In conjunction with coverage of the games carried by CTV and Rogers properties, AMI-tv also offered coverage of the 2012 Summer Paralympics, including simulcasts of daily highlight shows with described video, and a daily program featuring interviews with athletes. The latter was hosted by AMI reporters Carrie Anton (who was a member of Canada's gold medal-winning goalball team at the 2000 Summer Paralympics) and Gary Steeves, both of whom are blind. AMI-tv's involvement in the Paralympics continued for the 2014 Winter Paralympics in Sochi, this time in conjunction with the Canadian Paralympic Committee and CBC Sports.
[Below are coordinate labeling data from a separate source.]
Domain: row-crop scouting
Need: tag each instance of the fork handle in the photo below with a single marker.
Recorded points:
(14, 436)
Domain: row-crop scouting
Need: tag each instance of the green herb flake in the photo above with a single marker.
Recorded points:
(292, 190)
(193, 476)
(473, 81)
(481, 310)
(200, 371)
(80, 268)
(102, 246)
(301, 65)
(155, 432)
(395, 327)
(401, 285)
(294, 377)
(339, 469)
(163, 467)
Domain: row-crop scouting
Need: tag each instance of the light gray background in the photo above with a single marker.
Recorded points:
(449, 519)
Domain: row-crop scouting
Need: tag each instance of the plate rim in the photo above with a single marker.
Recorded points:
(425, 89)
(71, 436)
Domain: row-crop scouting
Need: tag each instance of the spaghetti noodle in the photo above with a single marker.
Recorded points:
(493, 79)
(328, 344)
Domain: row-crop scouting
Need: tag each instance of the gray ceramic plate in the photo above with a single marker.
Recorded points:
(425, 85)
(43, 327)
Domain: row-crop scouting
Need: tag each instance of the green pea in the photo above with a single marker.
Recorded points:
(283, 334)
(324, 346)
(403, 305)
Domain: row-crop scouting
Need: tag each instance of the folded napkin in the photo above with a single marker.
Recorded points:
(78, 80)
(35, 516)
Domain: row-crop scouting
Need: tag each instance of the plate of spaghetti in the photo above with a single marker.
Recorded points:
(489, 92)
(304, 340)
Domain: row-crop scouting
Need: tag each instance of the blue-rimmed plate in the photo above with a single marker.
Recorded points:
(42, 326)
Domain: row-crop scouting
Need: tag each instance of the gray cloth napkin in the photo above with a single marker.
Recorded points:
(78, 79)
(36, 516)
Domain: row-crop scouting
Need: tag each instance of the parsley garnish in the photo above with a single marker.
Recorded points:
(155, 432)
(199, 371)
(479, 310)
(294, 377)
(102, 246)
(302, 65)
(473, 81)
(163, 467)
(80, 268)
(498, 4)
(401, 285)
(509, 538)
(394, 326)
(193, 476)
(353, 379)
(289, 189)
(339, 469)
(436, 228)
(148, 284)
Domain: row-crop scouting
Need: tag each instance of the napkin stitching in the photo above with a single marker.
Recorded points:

In September 2012, AMI-tv partnered with Sportsnet to broadcast three Toronto Blue Jays Major League Baseball games with described video provided by Sportsnet 590 correspondent Sam Cosentino, which included additional commentary such as explanations of on-screen graphics. Blue Jays president Paul Beeston praised AMI's involvement, stating that "to our knowledge, we are the first sports organization to have our games provided through this revolutionary approach to accommodating the needs of the blind and low-vision community." AMI-tv Blue Jays coverage was expanded for the 2013 season, with Cosentino joined by veteran sportscaster Jim Van Horne.